子どもと暮らす日々のブログ

病院で働きながら子どもと生活する日々を書いています。

「食べたいものを最期まで」のその先。

介護のSNS界隈で「ああ、また炎上している」という印象で記憶深いTwitterがある。

いろんな人がいて、介護も医療も教育も十人十色。

多様性が大事って言われる時代に、多様な医療、介護、教育、福祉があることは否定しない。

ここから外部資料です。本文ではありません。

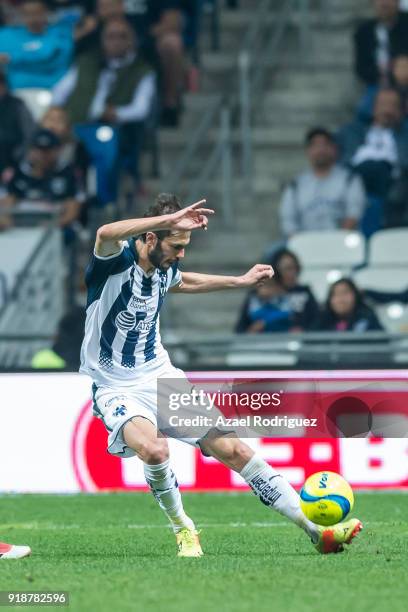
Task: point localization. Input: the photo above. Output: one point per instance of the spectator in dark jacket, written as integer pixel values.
(377, 41)
(40, 184)
(378, 153)
(16, 126)
(280, 304)
(346, 310)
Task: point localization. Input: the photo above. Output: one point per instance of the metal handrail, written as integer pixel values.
(228, 106)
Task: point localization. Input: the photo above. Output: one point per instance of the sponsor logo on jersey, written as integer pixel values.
(137, 303)
(126, 321)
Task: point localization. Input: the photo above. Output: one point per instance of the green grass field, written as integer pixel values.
(114, 553)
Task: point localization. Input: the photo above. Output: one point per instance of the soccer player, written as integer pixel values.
(11, 551)
(135, 263)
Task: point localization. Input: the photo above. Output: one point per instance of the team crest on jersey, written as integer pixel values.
(120, 411)
(163, 283)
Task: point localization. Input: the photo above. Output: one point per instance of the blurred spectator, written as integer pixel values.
(70, 10)
(377, 41)
(40, 184)
(281, 304)
(36, 54)
(159, 26)
(16, 126)
(119, 91)
(89, 31)
(400, 80)
(65, 351)
(346, 310)
(325, 197)
(71, 152)
(379, 154)
(385, 297)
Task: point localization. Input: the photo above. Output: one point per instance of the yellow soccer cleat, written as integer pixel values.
(11, 551)
(188, 543)
(332, 539)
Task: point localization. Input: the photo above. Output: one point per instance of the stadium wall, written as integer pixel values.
(50, 443)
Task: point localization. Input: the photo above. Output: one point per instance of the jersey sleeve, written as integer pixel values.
(101, 268)
(175, 275)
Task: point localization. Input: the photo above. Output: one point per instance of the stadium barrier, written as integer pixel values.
(51, 443)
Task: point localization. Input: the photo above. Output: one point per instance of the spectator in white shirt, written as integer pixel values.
(326, 196)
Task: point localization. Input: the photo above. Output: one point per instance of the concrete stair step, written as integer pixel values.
(218, 311)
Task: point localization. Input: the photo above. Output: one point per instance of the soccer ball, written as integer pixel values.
(326, 498)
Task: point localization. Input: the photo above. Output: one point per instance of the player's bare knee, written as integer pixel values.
(240, 454)
(230, 451)
(154, 452)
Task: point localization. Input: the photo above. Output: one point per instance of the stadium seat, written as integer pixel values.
(17, 246)
(389, 248)
(394, 317)
(37, 100)
(338, 248)
(320, 279)
(381, 278)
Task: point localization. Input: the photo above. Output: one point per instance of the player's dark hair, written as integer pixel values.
(318, 131)
(165, 204)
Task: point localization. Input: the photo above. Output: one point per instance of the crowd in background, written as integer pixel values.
(356, 178)
(124, 65)
(120, 65)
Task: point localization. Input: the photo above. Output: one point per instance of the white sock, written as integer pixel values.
(165, 489)
(276, 492)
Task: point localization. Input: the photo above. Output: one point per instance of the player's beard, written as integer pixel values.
(156, 257)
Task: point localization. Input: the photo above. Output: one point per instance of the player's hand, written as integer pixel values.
(190, 218)
(256, 275)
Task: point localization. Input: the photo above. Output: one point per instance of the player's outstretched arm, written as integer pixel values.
(192, 282)
(109, 237)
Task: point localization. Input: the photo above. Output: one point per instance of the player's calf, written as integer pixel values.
(268, 485)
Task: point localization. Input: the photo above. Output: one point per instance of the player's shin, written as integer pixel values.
(163, 484)
(275, 491)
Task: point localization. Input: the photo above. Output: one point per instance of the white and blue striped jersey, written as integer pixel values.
(122, 341)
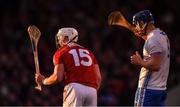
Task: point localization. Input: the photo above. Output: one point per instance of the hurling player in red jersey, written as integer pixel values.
(77, 67)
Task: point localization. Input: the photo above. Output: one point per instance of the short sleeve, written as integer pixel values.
(57, 58)
(154, 45)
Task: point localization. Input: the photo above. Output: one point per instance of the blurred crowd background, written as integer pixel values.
(111, 45)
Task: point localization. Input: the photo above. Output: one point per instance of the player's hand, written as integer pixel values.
(39, 78)
(138, 33)
(136, 59)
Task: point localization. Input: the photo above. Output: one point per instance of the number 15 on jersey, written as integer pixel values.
(79, 54)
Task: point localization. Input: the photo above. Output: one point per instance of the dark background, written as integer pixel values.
(111, 45)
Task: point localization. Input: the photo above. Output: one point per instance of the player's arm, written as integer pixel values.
(57, 75)
(153, 63)
(97, 70)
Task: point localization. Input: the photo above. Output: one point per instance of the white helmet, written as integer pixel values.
(69, 33)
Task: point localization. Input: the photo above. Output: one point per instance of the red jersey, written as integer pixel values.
(78, 65)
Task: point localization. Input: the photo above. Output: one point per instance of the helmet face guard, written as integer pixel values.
(70, 33)
(144, 16)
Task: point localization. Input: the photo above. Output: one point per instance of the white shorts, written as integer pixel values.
(76, 94)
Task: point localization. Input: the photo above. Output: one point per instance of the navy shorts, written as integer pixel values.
(148, 97)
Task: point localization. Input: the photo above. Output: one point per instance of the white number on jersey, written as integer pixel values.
(82, 54)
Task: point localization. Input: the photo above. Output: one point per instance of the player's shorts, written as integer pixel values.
(148, 97)
(76, 94)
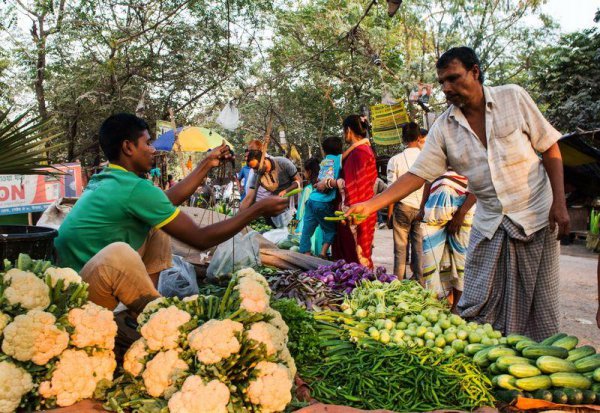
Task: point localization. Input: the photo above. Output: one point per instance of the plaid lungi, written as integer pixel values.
(512, 281)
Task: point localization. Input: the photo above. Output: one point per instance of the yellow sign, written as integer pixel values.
(387, 121)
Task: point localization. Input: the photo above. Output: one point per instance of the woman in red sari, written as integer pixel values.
(355, 243)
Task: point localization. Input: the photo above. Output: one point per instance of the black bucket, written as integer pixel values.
(37, 242)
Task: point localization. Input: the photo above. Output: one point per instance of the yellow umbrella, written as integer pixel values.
(197, 139)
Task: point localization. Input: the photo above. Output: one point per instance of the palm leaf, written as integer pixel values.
(25, 142)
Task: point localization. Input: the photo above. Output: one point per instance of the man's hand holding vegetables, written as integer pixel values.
(116, 235)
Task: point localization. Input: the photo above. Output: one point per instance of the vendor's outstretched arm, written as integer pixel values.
(182, 190)
(184, 229)
(404, 186)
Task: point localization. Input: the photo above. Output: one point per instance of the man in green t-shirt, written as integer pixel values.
(115, 235)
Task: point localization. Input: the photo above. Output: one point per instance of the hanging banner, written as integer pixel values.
(21, 194)
(387, 121)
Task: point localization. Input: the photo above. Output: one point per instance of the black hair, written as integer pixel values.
(356, 124)
(465, 55)
(410, 132)
(313, 165)
(332, 146)
(118, 128)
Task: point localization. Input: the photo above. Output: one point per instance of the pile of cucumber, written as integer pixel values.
(554, 370)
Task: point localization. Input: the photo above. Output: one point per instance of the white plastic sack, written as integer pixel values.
(238, 252)
(229, 118)
(179, 280)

どの分野においても定められている「倫理綱領」の範囲の中であれば。

 

どうしてかというと、MSWという仕事をしていて私自身が帰属する「社会福祉士」に求められている倫理的価値観、規範があり、医師には医師の、看護師には看護師のそれがあり、私たちはその領分の中で仕事をしており、その範疇を越えるべきではなく、それによって逆に守られていることを日々考えているから。

 

ぐるんびーのことは知らないからなんとも言えず、こうしてSNSで放たれるものを垣間見る程度にしか知らないのだから判断することはできないのだけど、すごく難しいと思うのが「死ぬまで食べたい」という人がいる反対側には「もう何も食べたくない」という人たちと出会うことがとても多いから。

食べたい気持ちは支えることが容易くもある。

最期の時まで湿らせたスポンジに日本酒やウォッカなどその人が亡くなる前夜まで口に含ませることができたという、最期を在宅で過ごした患者さんの家族から伺ったこともある。

だけど、私たちが一番苦悩するのはそうした意欲のある人のことじゃなくて「もういらないんだ」という人たちの見送り方。

 

当然、急性期病院は終末期の方も搬送して来られるし、その中で「食べない」という患者さんは全然珍しくない。

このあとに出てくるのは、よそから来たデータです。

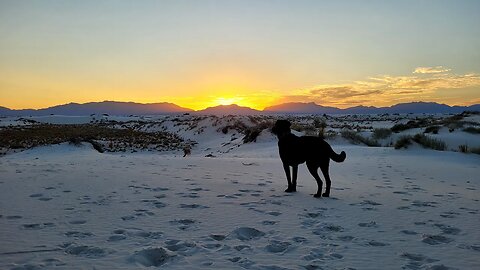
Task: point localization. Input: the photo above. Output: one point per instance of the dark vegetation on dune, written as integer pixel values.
(101, 136)
(423, 140)
(432, 125)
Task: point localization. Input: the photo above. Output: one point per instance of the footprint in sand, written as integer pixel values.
(78, 222)
(185, 248)
(38, 226)
(435, 239)
(449, 214)
(218, 237)
(91, 252)
(193, 206)
(152, 256)
(416, 261)
(77, 234)
(321, 255)
(246, 234)
(371, 224)
(277, 246)
(184, 224)
(448, 229)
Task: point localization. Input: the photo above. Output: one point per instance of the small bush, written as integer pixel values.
(475, 150)
(403, 142)
(472, 130)
(428, 142)
(356, 138)
(410, 124)
(432, 129)
(381, 133)
(252, 133)
(463, 148)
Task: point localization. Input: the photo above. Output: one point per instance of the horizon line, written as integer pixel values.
(225, 105)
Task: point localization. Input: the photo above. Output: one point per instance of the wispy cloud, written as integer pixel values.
(387, 88)
(430, 70)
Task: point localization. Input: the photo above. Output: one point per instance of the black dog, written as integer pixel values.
(296, 150)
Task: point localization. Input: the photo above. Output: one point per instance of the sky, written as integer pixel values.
(256, 53)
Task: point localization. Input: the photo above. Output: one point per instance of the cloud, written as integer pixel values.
(385, 89)
(430, 70)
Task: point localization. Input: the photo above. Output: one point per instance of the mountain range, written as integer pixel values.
(131, 108)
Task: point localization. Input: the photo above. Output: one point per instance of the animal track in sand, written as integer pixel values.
(320, 254)
(153, 256)
(448, 229)
(246, 233)
(77, 222)
(185, 248)
(91, 252)
(77, 234)
(277, 246)
(435, 239)
(416, 261)
(184, 224)
(38, 226)
(193, 206)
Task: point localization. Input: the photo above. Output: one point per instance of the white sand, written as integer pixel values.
(64, 207)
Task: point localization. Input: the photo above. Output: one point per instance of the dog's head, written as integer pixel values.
(281, 128)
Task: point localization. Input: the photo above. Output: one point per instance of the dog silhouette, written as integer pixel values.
(295, 150)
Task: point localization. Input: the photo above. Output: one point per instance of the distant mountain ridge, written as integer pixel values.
(229, 109)
(104, 107)
(412, 107)
(131, 108)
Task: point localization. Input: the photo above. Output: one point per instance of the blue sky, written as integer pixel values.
(251, 52)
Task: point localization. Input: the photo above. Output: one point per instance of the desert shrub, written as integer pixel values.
(320, 124)
(432, 129)
(463, 148)
(475, 150)
(330, 134)
(115, 139)
(411, 124)
(403, 142)
(381, 133)
(356, 138)
(472, 130)
(252, 133)
(428, 142)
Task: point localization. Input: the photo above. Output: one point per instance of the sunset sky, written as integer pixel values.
(201, 53)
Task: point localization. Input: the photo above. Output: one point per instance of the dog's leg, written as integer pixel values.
(312, 168)
(324, 168)
(289, 179)
(294, 177)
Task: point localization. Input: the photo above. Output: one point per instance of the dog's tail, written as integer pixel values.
(336, 157)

いっぱいお話もできるし、認識もしっかりしていても「食べない」ということを選択し、経鼻経管を自己抜去し、点滴を自抜し、食事をすすめると「死にたい」という。

最期まで「食べたい」という気持ちを持っている人ばかりでもないし、病院では結局「食べたくない人」のその先を考えつつ、想像しつつ、治療や支援とは何かを考えていかないといけない。

介護現場に立ったことはないからわからないけど「食べたくない」となったときに、「どうぞどうぞ。食べずにどうぞ」ってにこやかに言えるのだろうか。

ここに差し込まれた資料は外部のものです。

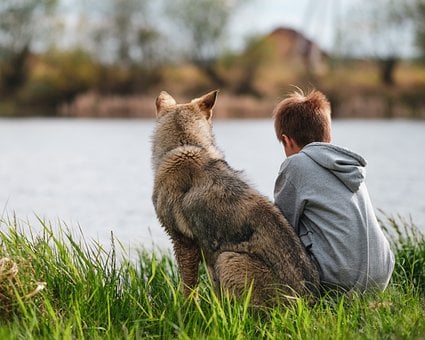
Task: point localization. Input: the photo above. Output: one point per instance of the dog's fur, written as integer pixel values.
(209, 210)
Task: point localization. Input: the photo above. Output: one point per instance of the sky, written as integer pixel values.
(318, 20)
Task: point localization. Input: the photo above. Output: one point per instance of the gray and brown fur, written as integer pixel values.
(209, 210)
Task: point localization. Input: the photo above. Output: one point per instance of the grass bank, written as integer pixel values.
(55, 285)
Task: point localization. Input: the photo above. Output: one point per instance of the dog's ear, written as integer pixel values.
(206, 102)
(162, 101)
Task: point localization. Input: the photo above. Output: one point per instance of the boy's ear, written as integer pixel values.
(207, 102)
(285, 140)
(162, 101)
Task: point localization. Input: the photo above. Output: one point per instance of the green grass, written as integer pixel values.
(91, 292)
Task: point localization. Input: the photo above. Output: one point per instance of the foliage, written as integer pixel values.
(409, 245)
(20, 22)
(121, 33)
(94, 292)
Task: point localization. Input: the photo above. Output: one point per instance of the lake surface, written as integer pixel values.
(96, 174)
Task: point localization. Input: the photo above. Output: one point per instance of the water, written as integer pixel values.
(96, 174)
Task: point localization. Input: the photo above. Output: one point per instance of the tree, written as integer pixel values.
(380, 30)
(204, 25)
(419, 15)
(21, 22)
(120, 32)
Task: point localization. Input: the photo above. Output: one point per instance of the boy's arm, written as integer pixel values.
(287, 197)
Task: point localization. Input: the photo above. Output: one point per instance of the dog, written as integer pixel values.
(212, 214)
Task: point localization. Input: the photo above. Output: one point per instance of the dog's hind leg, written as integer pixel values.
(188, 256)
(236, 273)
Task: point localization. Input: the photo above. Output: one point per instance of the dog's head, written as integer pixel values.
(183, 124)
(166, 104)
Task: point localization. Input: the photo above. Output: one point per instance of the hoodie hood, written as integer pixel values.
(346, 165)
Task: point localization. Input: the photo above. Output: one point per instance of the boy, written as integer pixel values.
(321, 191)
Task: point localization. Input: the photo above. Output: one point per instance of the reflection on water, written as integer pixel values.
(97, 173)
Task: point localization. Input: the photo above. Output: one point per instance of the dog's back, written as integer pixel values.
(206, 206)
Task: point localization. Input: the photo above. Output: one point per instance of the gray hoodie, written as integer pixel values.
(322, 193)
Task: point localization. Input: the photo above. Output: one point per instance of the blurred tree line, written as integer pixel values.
(132, 46)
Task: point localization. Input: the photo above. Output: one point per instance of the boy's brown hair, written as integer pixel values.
(304, 118)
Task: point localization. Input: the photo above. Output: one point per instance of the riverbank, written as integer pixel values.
(359, 103)
(93, 293)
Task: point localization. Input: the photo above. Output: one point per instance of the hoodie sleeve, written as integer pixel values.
(286, 196)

そういうところもあるのかもしれないけど、やっぱり少しは「食べてほしい」という希望や期待を最期までその人にしてしまうし、それは介護職員が希望するというよりも、家族がそうした思いでいることも多いのではないかと思う。

 

自分の両親がそうなったら、と思うと私は「好きなもの一口でも食べられるといいな」と絶対に思ってしまう。一番すきな食べ物も、一緒に食べて美味しいって目を丸くしたあれもこれも知っているから。

 

そんな終末期に限らずに介護状態という時間は長くあるし、きっとTwitterで書かれているのはその手前段階の話なのだろうけども、人の「もう十分です。やめてください」という意思に対してどのように応答していくかというのはすごく重いテーマだと思う。何もそれは、「じゃあ、安楽死だ」とか「尊厳死だ」ということを指すわけでもなく、介護も必要、医療もあればまだまだ生きていけるという状態で生きる意欲をもう失っている人とどう向き合っていくか、その人にとっての最適な時間とは?ということの話。

 

なので、すごく毎日悩ましい。

結局、家族にそれは残された宿題になってしまっている。

ACPなどもあるけれど、まだまだ市民権を得ていないし、いざその場に立たされたときに揺れる心情も、家族の思いもある。

難しいな〜って毎日考えている。